Saturday 31 May 2008

Yellow Sugarsnap Project ... lots to report

Don't get too excited, this one looks very pretty but it's actually a yellow mangetout (snow) and only has one of the two recessive genes I'm looking for

There's been so much happening with the Yellow Sugarsnap Project, and so much else happening in the rest of my life, I haven't had a hope of blogging up all their progress. One issue is that I'm collecting huge amounts of data which I'm then having to type up and spend ages staring at, in addition to all the usual seasonal garden activity. So this is the best I can do for the moment. At least it'll give you a glimpse of what is happening with the project, which has reached its most exciting stage now.

A couple of years ago on this blog I claimed that naturally inbreeding plants such as peas don't show much hybrid vigour, if any. Well I'm having to eat humble pie now as my yellow sugarsnap F2 hybrids soar beyond a height of 7ft and show no interest in slowing down. They've massively outgrown the frame I made for them and are beyond the tops of the support sticks. This project is a cross between a 5ft variety and a tiny dwarf one which barely reaches 1ft in height, so I wasn't expecting anything quite like this. D'oh!



The original cross was Golden Sweet x Sugar Ann and this is the F2 generation.

Some things have turned out just as predicted ...

Flower colour is usually pretty simple in peas. Purple is dominant over white.

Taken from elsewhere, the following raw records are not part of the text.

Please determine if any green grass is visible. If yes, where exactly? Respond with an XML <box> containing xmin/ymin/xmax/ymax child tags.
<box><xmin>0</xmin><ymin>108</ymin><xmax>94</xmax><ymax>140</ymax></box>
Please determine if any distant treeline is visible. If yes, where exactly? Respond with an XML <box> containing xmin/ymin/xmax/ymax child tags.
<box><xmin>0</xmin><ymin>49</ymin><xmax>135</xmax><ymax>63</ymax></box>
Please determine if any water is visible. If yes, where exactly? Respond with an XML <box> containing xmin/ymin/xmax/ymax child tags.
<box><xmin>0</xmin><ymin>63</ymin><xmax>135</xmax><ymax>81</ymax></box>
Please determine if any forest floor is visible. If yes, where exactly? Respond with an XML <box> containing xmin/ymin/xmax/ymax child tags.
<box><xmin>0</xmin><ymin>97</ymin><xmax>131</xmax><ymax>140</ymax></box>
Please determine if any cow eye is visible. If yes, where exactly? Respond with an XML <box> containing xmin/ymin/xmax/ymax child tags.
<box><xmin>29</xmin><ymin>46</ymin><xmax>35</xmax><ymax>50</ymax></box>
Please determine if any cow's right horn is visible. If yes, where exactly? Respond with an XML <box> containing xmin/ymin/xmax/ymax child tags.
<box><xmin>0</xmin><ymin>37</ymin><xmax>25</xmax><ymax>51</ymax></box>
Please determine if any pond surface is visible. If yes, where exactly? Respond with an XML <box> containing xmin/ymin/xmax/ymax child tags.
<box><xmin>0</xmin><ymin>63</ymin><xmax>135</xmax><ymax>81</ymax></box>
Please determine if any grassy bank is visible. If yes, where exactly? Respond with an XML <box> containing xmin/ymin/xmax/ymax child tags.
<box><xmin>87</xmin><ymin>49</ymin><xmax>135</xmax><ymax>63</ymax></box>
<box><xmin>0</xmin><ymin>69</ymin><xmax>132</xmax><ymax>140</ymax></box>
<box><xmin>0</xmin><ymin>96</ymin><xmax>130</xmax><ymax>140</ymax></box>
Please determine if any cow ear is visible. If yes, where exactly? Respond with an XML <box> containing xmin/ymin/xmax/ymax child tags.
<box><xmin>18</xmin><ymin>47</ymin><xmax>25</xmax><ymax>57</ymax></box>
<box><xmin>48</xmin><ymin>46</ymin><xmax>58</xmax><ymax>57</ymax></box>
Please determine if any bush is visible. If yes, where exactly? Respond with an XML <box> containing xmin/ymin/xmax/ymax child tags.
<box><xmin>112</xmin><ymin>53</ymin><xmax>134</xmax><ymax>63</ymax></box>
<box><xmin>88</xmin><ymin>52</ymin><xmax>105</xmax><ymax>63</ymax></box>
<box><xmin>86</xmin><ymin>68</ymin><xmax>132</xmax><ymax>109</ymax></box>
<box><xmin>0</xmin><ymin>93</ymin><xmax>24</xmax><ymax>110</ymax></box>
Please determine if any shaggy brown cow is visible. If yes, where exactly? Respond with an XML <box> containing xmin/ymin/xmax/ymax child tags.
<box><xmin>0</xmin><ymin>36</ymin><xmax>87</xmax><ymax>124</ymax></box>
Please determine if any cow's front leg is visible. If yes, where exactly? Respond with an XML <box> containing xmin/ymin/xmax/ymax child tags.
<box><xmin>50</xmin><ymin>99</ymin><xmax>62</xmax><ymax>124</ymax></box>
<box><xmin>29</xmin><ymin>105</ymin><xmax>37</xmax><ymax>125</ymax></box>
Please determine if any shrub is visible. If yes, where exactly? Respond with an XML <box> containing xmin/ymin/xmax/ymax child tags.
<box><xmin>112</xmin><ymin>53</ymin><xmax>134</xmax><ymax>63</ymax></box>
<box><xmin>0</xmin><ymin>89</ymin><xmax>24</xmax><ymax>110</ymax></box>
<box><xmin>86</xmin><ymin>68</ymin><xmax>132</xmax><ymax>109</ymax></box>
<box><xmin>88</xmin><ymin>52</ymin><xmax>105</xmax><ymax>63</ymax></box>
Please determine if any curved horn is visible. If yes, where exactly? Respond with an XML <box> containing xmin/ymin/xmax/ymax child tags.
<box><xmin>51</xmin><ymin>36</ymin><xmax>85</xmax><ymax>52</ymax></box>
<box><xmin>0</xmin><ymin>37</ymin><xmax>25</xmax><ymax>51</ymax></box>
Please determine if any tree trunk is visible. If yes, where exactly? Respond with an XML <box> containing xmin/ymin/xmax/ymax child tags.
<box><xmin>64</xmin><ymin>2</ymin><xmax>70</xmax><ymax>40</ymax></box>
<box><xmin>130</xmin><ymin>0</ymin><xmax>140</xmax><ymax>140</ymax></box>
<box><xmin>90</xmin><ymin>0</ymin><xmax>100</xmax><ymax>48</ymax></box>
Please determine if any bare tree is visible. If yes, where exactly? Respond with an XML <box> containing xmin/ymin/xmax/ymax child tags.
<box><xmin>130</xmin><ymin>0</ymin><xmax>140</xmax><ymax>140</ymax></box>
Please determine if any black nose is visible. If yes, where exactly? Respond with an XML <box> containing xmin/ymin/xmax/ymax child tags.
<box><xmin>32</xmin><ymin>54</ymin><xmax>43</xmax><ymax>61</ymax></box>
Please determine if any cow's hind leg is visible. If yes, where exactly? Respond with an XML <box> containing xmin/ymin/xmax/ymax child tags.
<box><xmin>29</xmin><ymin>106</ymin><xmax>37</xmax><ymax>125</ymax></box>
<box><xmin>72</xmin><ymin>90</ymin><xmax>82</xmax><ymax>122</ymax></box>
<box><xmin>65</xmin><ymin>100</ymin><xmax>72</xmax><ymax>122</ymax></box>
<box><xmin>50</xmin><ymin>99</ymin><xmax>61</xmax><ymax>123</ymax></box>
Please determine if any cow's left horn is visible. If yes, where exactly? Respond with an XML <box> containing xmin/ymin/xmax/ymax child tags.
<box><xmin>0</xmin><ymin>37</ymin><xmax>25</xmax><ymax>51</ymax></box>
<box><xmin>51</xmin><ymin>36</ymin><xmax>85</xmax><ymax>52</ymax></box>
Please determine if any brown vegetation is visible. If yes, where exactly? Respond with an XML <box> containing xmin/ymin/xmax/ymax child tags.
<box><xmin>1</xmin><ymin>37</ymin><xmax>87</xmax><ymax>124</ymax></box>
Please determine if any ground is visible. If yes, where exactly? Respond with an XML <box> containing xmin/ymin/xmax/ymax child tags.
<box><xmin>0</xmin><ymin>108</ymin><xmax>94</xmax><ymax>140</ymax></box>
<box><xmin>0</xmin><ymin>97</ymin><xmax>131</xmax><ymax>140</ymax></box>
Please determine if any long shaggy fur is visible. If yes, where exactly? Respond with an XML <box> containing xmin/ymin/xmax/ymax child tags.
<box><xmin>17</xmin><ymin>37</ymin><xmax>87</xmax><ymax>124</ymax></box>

So if you cross a white-flowered variety with a purple-flowered variety, the first season's progeny (F1 hybrid) should all have purple flowers ... and that's exactly what happened when I grew the F1 generation last year. In the F2 generation the genes are recombined, and approximately a quarter of them end up with the pair of recessive genes which enable white flowers to express themselves. So I expected to get purple flowers on three quarters of my plants and white on the others. And that's not far off what I've got. Hurrah!

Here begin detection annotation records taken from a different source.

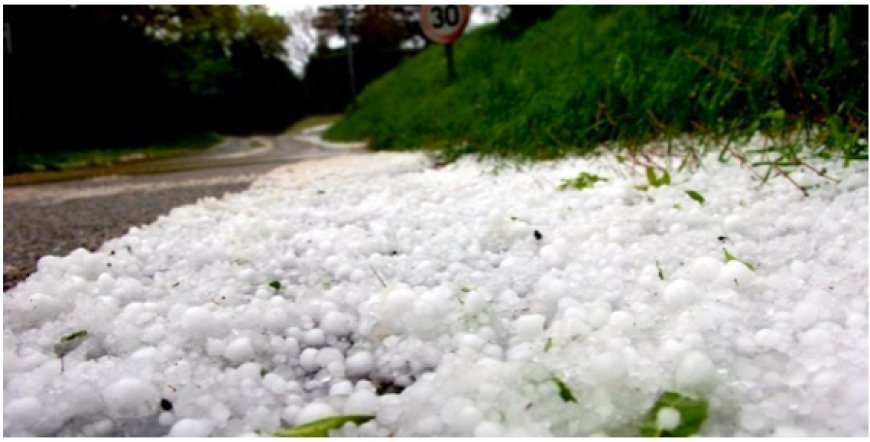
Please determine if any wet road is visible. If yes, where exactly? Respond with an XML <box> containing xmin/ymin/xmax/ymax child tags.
<box><xmin>3</xmin><ymin>125</ymin><xmax>361</xmax><ymax>291</ymax></box>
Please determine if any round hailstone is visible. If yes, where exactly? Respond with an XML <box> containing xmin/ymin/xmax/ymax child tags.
<box><xmin>689</xmin><ymin>256</ymin><xmax>722</xmax><ymax>282</ymax></box>
<box><xmin>296</xmin><ymin>402</ymin><xmax>336</xmax><ymax>425</ymax></box>
<box><xmin>263</xmin><ymin>373</ymin><xmax>287</xmax><ymax>394</ymax></box>
<box><xmin>299</xmin><ymin>347</ymin><xmax>320</xmax><ymax>372</ymax></box>
<box><xmin>181</xmin><ymin>307</ymin><xmax>214</xmax><ymax>333</ymax></box>
<box><xmin>3</xmin><ymin>396</ymin><xmax>43</xmax><ymax>433</ymax></box>
<box><xmin>302</xmin><ymin>328</ymin><xmax>326</xmax><ymax>347</ymax></box>
<box><xmin>791</xmin><ymin>301</ymin><xmax>819</xmax><ymax>330</ymax></box>
<box><xmin>716</xmin><ymin>261</ymin><xmax>755</xmax><ymax>288</ymax></box>
<box><xmin>656</xmin><ymin>407</ymin><xmax>682</xmax><ymax>431</ymax></box>
<box><xmin>169</xmin><ymin>419</ymin><xmax>211</xmax><ymax>437</ymax></box>
<box><xmin>317</xmin><ymin>347</ymin><xmax>344</xmax><ymax>367</ymax></box>
<box><xmin>224</xmin><ymin>338</ymin><xmax>255</xmax><ymax>364</ymax></box>
<box><xmin>320</xmin><ymin>311</ymin><xmax>350</xmax><ymax>336</ymax></box>
<box><xmin>103</xmin><ymin>378</ymin><xmax>160</xmax><ymax>417</ymax></box>
<box><xmin>674</xmin><ymin>351</ymin><xmax>716</xmax><ymax>391</ymax></box>
<box><xmin>344</xmin><ymin>389</ymin><xmax>378</xmax><ymax>415</ymax></box>
<box><xmin>344</xmin><ymin>351</ymin><xmax>375</xmax><ymax>377</ymax></box>
<box><xmin>664</xmin><ymin>279</ymin><xmax>700</xmax><ymax>307</ymax></box>
<box><xmin>514</xmin><ymin>315</ymin><xmax>547</xmax><ymax>339</ymax></box>
<box><xmin>474</xmin><ymin>421</ymin><xmax>504</xmax><ymax>437</ymax></box>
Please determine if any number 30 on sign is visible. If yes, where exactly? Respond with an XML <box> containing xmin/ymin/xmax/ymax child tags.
<box><xmin>420</xmin><ymin>5</ymin><xmax>471</xmax><ymax>44</ymax></box>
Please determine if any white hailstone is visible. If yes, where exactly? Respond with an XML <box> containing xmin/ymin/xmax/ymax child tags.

I already showed you the first flower, which was purple (when I say purple, I mean the mauve and maroon bicolour which is common to many heritage varieties). The next four were all purple too, and then the next four were whites. A majority of the early flowers were white, but overall the ratio is 24 whites to 39 purples, which is not quite a Mendelian ratio but is not wildly far off it.

The joy of F2 variability. Sometimes they're white-flowered with a cream calyx and yellow stems ...

Sometimes they're purple-bicolour flowered with green calyx and stems ...

And sometimes it's the other way around.

Yellow pods are a recessive trait in peas, and again the inheritance is pretty simple because it's all down to a single gene. In a cross between a yellow-podded pea and a green-podded pea, all the first generation (F1) plants should be green-podded (and indeed they were). In this F2 generation the recessive yellow gene has a chance to assert itself and so roughly one in four plants should have yellow pods ... and so far that's pretty much what I've got. 19 yellows to 44 greens is as near as dammit the predicted Mendelian ratio.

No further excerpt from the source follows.